We began our odyssey in Oban with a guided tour, private tasting and lively party in the distillery hall. Formalities rapidly melted away as distillery manager Kenny Gray took us through an impressive line of malts, culminating with the rare 32-year-old. Some crews had sailed the earlier leg to Skye (a few taking a long diversion via the Outer Hebrides!) whereas others like us brimmed with excitement at just joining the regatta.
Next morning, we motored out of Oban harbour aboard Eda Frandsen, a beautiful traditional sailing cutter whose graceful lines, gleaming woodwork and huge rigging evoke the romantic days of sail.

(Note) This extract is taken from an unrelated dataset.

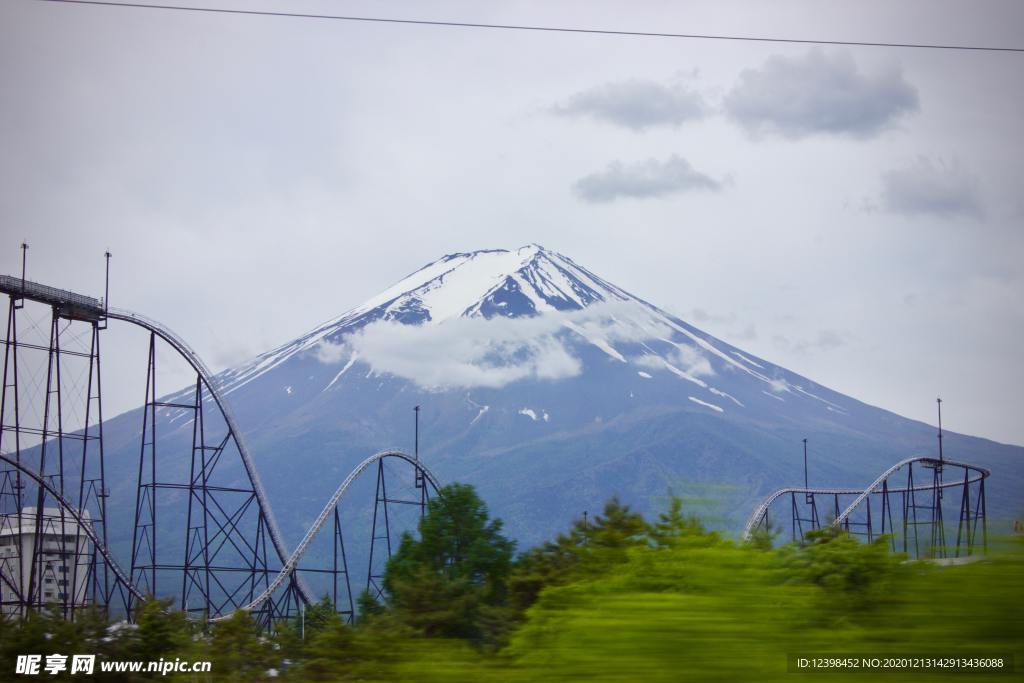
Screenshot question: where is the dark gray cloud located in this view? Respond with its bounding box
[882,157,984,218]
[573,155,722,203]
[552,79,708,130]
[724,49,919,138]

Modern yachts might be sleeker and faster, but it’s Eda that turns heads wherever she sails.
We were barely in our stride when the Caledonian MacBrayne ferry “Lord of the Isles” appeared as a small, but fast-approaching form on our stern. The ferry quickly caught us up and was looming large behind us when she steered away in a graceful arc towards Mull.
Now with the sea virtually to ourselves, we passed numerous tiny Hebridean islands, many still covered in morning mist. Tide and wind conspired to keep us motoring for much of the morning, our graceful sails hidden under wraps. Jamie Robinson is an expert skipper who, with the help of ship’s mate Toby, good-naturedly fuses guests into a surprisingly competent crew. When conditions finally permitted, it was all hands on deck as we formed teams heaving on a forest of ropes to hoist Eda’s huge sails.
With our massive wooden boom swung out purposefully, we sailed elegantly past the island of Seil, which once supported a thriving slate industry, and on to Scarba. The narrow strait between the isles of Scarba and Jura – the Gulf of Corryvreckan – is famous for its awe-inspiring whirlpool, which has accounted for many sailors’ lives. Caused by a tall underwater pinnacle, the effect is most evident when a strong westerly wind catches a flood or ebb tide. In such conditions, the Irish Sea collides head on with the incoming Atlantic tide, transforming the narrow strait into a whirling maelstrom with roaring water columns leaping over 20ft above the raging vortex. Happily, Corryvreckan slumbered as we approached, although many mysterious water patterns hinted at the turmoil simmering beneath the surface.
We anchored for lunch in a deserted bay surrounded by dense woodland on the north-east coast of Jura. Jura might be the “island of deer” but we didn’t see any on this occasion, only several seals playing in the bay, totally unmoved by our presence.
One of the pleasures of the Classic Malts Cruise is the freedom crews enjoy to plot their own course between the three distilleries. The distilleries provide the social focus for the regatta, throwing open their hallowed halls for private tours and tastings, buffets, music and dancing, but each crew decides when and by what course to arrive. Jamie perused the chart and decided it was pointless battling the tide. We crossed the Sound of Jura again and moored for the night deep into Loch Sween on the Argyll coast.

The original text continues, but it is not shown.